In this study, we used four methods designed to infer population size history from genomic data sets and assessed their performance using genome assemblies varying in their degree of contiguity. We accomplished this using both empirical genome assemblies, as well as simulated genomes that were artificially fragmented. We found minimal impacts of genome assembly on inferred patterns of historical Ne, suggesting that conservation genomic studies leveraging fragmented assemblies will be capable of producing robust inferences. Depending on the goals of a study, multiple classes of methods should be used. If only recent (<16 gbp) demographic history is to be assessed, methods based on the SFS should be used. Additionally, traditional population genetic studies will continue to be invaluable in these contexts. However, if more ancient histories (>16 gbp) are the focus of study, SMC methods are preferable.

Materials and Methods

Genome Assembly

We extracted ∼4 μg of high-quality genomic DNA from a captive, adult female Tasmanian devil from the San Diego Zoo. Note that, this was a different individual than was sequenced for the 2012-Assembly, however, the individuals came from the same geographic regions (North-eastern Tasmania) and a single interbreeding population (Hendricks et al. 2017). Consequently, we anticipated minimal differences outside of slight variation in the number/distribution of variable sites when aligning resequenced genomes to the two assemblies. Two sequencing libraries were constructed using the Chicago library protocol by Dovetail Genomics (Santa Cruz, CA) and run on a single lane of paired-end 150 bp sequencing on an Illumina HiSeq X machine. Scaffolding of the assembly was conducted with the Murchison et al. (2012) genome as an input assembly in the Dovetail HiRise assembly pipeline.

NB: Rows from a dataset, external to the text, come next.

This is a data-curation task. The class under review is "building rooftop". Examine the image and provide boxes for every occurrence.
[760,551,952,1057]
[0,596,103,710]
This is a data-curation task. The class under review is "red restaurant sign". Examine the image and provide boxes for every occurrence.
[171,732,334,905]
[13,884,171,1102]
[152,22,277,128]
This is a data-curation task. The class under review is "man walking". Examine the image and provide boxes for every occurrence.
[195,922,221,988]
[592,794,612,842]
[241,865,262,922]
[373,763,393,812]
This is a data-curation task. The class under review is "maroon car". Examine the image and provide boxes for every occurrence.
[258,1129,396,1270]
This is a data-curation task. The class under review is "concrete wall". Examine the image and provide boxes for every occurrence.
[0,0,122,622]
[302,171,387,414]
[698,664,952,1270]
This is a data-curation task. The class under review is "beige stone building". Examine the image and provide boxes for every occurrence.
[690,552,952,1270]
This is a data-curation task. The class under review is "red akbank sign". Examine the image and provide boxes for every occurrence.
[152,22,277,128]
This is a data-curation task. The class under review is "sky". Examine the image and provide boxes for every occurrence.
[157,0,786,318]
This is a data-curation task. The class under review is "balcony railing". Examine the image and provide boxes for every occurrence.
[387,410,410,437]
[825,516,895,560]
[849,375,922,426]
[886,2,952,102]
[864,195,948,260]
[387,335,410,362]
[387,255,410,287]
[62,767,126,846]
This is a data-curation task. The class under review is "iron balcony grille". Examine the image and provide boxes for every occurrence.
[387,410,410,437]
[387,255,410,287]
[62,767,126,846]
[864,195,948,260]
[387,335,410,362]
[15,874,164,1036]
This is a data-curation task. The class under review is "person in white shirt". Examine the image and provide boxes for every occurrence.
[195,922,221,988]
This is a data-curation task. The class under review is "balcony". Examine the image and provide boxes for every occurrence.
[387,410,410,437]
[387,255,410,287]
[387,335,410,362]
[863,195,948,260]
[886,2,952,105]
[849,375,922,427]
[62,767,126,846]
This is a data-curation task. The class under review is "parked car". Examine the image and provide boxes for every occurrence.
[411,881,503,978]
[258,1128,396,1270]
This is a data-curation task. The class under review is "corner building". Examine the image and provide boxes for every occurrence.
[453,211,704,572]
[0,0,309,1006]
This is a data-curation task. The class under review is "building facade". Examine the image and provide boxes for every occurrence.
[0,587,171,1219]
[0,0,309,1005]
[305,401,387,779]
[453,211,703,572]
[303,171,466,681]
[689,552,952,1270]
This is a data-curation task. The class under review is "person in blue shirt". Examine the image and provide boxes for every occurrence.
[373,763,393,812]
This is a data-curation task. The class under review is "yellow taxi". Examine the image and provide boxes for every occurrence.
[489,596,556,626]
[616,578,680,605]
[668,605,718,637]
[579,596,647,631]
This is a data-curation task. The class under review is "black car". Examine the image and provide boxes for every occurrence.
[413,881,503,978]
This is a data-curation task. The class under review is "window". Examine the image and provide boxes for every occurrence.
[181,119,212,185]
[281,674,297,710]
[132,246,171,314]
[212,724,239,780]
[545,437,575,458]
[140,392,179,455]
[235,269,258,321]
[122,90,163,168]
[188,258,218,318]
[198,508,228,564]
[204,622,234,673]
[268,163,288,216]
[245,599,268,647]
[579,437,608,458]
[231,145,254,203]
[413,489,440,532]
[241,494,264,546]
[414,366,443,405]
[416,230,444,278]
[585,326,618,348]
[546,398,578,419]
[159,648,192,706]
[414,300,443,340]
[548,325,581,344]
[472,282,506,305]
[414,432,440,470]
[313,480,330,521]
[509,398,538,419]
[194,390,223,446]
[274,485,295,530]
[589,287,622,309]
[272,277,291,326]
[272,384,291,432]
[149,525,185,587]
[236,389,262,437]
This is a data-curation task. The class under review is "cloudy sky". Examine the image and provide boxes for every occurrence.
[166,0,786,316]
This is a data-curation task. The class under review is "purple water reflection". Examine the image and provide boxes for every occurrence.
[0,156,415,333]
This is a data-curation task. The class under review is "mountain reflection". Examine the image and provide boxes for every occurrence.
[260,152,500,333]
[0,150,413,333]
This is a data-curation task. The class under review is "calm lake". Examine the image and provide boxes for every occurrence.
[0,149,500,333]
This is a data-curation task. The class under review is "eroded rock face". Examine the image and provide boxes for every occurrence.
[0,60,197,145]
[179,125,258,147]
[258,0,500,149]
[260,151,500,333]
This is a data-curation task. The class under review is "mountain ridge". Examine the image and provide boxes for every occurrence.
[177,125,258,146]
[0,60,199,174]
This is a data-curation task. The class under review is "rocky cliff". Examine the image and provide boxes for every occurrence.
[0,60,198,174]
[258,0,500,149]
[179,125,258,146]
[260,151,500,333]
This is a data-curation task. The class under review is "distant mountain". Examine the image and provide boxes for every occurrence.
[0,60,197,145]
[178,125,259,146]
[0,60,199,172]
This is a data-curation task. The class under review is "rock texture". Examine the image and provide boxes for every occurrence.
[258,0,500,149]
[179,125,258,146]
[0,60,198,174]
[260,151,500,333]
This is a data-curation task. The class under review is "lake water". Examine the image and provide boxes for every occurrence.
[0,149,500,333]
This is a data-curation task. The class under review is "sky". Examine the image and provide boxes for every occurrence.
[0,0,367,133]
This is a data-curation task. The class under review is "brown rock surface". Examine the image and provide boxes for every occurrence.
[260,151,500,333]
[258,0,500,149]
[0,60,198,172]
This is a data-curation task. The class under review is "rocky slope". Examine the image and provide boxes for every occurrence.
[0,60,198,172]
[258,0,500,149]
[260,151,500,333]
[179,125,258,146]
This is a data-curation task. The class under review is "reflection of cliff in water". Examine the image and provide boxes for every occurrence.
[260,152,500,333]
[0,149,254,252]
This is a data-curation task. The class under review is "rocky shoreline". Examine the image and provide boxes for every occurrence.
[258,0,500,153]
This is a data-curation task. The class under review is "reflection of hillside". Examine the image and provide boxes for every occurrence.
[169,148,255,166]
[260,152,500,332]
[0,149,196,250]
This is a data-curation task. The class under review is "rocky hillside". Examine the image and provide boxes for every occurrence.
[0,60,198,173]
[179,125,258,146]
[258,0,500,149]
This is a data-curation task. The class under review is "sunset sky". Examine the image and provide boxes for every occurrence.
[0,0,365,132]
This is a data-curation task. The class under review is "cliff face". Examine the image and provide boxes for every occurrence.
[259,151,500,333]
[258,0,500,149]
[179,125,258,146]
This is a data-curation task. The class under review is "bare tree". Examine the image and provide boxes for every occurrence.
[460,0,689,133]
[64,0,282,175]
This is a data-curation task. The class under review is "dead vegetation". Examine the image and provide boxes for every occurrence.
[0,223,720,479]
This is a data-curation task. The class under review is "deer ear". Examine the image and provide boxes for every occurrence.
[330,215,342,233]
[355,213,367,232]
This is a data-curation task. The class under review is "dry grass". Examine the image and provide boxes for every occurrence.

Sampling and Whole-Genome Sequencing

Individuals were nonlethally trapped as previously described (Hamede et al. 2015; Margres, Jones, et al. 2018). We sequenced the genomes of 12 S. harrisii from northwestern Tasmania (fig. 1), 10 of which are included in Margres, Ruiz-Aravena, et al. (2018). Genomic DNA was extracted from ear biopsies. Whole-genomes for each individual were sequenced with 150 bp paired-end on an Illumina HiSeq X platform to coverage; sequencing was performed at the Northwest Genomics Center at the University of Washington (Seattle, Washington) and GENEWIZ (South Plainfield, NJ).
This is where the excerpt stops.